Inside that ancient DNA, the team found six types of microbes that kept showing up in different mammoth samples. These included relatives of Pasteurella, Streptococcus, Actinobacillus, and Erysipelothrix. Some of these were likely harmless parts of the mammoth’s natural gut or oral microbiome.

One Pasteurella-like microbe closely resembled a modern bacterium that still causes deadly infections in African elephants today. Since elephants are the closest living relatives of mammoths, it’s very possible mammoths were vulnerable to the same kinds of infections. In fact, this connection might help explain some of the disease challenges Ice Age animals faced.

The researchers also managed to reconstruct part of the genome of Erysipelothrix, a type of bacteria that still infects pigs, poultry, and other animals. That makes this the oldest known host-associated microbial DNA ever successfully sequenced—something no one thought was possible until now.

Credit Cell
Credit: Cell

Cracking Ancient DNA Wasn’t Easy

Unraveling the microbial DNA was no small feat. As microbes evolve quickly, tracing their lineage across such deep timeframes is like, in the words of senior author Dr. Tom van der Valk, “following a trail that kept rewriting itself.” Yet despite degraded samples and the challenges of distinguishing post-mortem invaders from genuine cohabitants, the team managed to extract invaluable biological signals from the past.

These insights are about more than just microbes. The study suggests that ancient microbial communities were shaped by long-term co-evolution with their hosts. Some lineages appear to have accompanied mammoths across tens of thousands of years and across entire continents—from the icy plains of northern Eurasia to the final woolly mammoth populations on Wrangel Island around 4,000 years ago.

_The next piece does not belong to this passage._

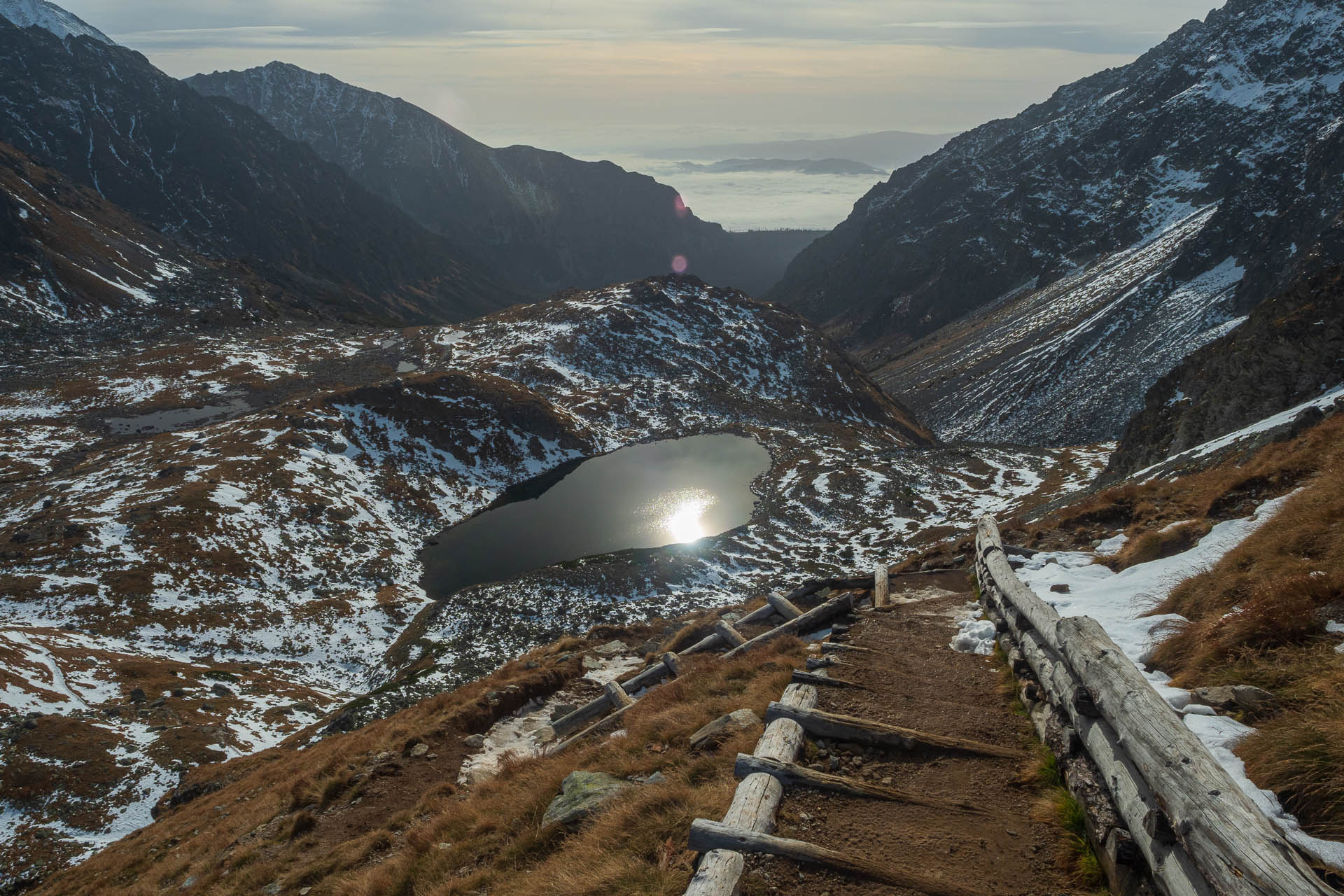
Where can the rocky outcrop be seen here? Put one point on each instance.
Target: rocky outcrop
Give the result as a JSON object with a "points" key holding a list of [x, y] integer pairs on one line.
{"points": [[543, 219], [582, 794], [1094, 239], [1289, 348], [223, 182]]}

What Ancient DNA Still Teaches Us

According to Professor Love Dalén, a senior researcher on the project, the implications go far beyond just mammoths. “Not only can we study the genomes of mammoths themselves, but we can now begin to explore the microbial communities that lived inside them,” he explained. These tiny organisms may have played a role in the health, adaptation, and even extinction of their massive hosts.

What emerges is a vivid reminder that prehistoric life isn’t confined to skeletons and fossils. Microbes, often overlooked, are proving to be persistent storytellers of the ancient past—carrying with them clues about the environments, health challenges, and evolutionary paths of the animals they once inhabited.